Le probleme est que le mi-temps therapeutique fait perdre de l'argent au salarie.

Anonyme a dit…

13: pourquoi ?
50% payé par Hp, le reste par la sécu...

Comme dit 11: "[...]mi-temps therapeutique[...] lorsque que l'on est sous ce status, [...] le salarie perd de l'argent a rester a la maison en arret complet !"

Il n'est pas dit que le mi temps thérapeutique fase perdre de l'argent ???

Anonyme a dit…

14

C'est ma faute, dans mon message n°11 je me suis tres mal exprimé. En fait, on perd de l'argent a reprendre en mi temps therapeutique par rapport a rester a la maison.

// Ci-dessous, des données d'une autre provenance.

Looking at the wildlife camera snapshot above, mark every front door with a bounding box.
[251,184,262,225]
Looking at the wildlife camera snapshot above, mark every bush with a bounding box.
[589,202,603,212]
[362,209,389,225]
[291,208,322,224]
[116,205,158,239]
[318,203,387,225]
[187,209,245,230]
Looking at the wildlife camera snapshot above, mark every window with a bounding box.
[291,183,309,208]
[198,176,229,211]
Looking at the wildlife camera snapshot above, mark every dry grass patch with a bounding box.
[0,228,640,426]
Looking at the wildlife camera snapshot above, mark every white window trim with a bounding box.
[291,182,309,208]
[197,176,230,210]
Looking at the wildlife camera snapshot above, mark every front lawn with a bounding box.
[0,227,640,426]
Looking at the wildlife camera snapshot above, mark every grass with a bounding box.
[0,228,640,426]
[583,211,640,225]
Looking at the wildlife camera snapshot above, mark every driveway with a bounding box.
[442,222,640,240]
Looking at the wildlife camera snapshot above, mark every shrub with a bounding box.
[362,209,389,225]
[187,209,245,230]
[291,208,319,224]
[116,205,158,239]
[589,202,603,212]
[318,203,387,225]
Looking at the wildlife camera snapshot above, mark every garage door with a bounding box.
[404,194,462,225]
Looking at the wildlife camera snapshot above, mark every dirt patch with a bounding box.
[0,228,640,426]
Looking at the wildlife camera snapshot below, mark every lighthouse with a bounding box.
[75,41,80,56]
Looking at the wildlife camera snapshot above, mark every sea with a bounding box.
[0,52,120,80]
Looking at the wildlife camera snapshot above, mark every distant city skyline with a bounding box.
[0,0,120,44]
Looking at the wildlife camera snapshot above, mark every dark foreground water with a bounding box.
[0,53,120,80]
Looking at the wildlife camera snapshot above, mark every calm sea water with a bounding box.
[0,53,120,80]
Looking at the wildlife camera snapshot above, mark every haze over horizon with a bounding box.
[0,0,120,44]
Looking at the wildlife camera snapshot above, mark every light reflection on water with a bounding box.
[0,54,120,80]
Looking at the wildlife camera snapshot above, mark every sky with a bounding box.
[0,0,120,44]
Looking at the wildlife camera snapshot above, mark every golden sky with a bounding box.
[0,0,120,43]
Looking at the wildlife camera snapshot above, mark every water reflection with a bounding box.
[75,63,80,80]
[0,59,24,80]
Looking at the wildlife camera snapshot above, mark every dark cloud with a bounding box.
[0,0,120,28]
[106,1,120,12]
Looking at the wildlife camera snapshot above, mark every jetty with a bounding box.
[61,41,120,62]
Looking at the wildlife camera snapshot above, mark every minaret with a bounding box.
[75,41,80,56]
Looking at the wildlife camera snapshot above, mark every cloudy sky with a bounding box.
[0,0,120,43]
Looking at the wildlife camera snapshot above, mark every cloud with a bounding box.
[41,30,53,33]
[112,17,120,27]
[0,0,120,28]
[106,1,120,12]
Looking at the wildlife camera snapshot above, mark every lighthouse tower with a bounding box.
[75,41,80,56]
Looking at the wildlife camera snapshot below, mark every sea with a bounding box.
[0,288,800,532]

C'est ce qui c'est produit pour moi il y a quelques annees.

Il ne faut pas oublier que la secu ne compense pas la totalite de la perte de salaire.
C'est ensuite la mutuelle qui compense, et quand on est en mi temps therapeutique, elle ne compense pas tout le manque a gagner.

Donc quelqu'un chez HP qui fait la demarche (pour x raisons) de reprendre en mi temps therapeutique perd de l'argent par rapport au cas ou elle resterait a la maison a rien faire.

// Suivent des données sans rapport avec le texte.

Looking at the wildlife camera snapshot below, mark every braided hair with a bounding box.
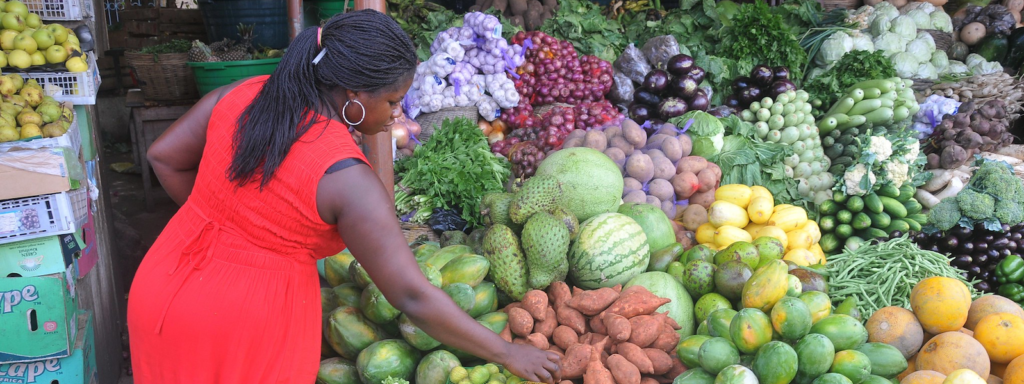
[228,9,417,187]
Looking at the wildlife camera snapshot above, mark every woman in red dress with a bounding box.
[128,10,559,384]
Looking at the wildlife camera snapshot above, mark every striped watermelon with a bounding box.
[569,213,650,289]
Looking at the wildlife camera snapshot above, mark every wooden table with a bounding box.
[125,89,196,211]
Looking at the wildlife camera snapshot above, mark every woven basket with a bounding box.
[125,52,199,101]
[416,106,480,142]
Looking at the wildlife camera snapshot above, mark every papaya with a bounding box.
[441,254,490,287]
[324,306,390,359]
[742,260,790,312]
[729,308,772,354]
[751,341,798,384]
[771,297,811,341]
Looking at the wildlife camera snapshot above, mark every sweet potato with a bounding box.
[643,348,672,375]
[526,333,551,350]
[557,305,587,335]
[585,361,615,384]
[602,313,630,343]
[607,354,640,384]
[604,286,672,318]
[534,307,558,338]
[548,282,572,309]
[522,290,548,322]
[626,315,664,348]
[561,344,594,380]
[615,343,655,375]
[551,326,580,349]
[509,308,534,337]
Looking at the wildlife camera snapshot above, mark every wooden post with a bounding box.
[355,0,394,196]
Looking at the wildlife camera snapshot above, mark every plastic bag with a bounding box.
[427,208,469,233]
[640,35,679,71]
[608,70,634,103]
[612,44,650,84]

J'avais trouve ca dommage que les efforts n'etaient pas recompenses de ce point de vue.

Anonyme a dit…

Si on élargit et recentre le débat, il convient de garder à l'esprit que :
- le télétravail est peu répandu en France, à la fois rarement techniquement possible et pas dans la cuture des entreprises, donc cette loi d'une certaine manière est pédagogique sur les nouvelles possibilités offertes par les progrès technologiques (pub gratuite pour l'IT en quelque sorte!)
- chez HP, on est dans l'extrême inverse : le télétravail est possible et largement toléré / encouragé (flexwork), donc en tant que salarié hp en arrêt maladie, j'ai déjà la possibilité / le choix "techniques" de me connecter si je me sens en état de le faire.
Le risque, c'est de passer du "droit" légitime / autorisé au "devoir" quasi tyranique de travailler en arrêt maladie sous prétexte que j'ai une connection à distance. C'est ce qui m'est arrivé récemment, j'étais ko et vraiment pas en état de me connecter et à mon retour on me l'a lourdement reproché (!). C'est le monde à l'envers : pour mémoire, en arrêt maladie mon salaire est payé par la Sécurité Sociale, pas par HP. Mon seul devoir à ce moment là est de me remettre en bonne santé, c'est ce pour quoi la Sécu me paie (HP n'a aucun droit au sens strict, puisqu'aucun coût associé à mon salaire)
Bref, dans un sens comme dans l'autre, tout est question de juste mesure à garder et d'éviter les excès... Un vrai sujet de société!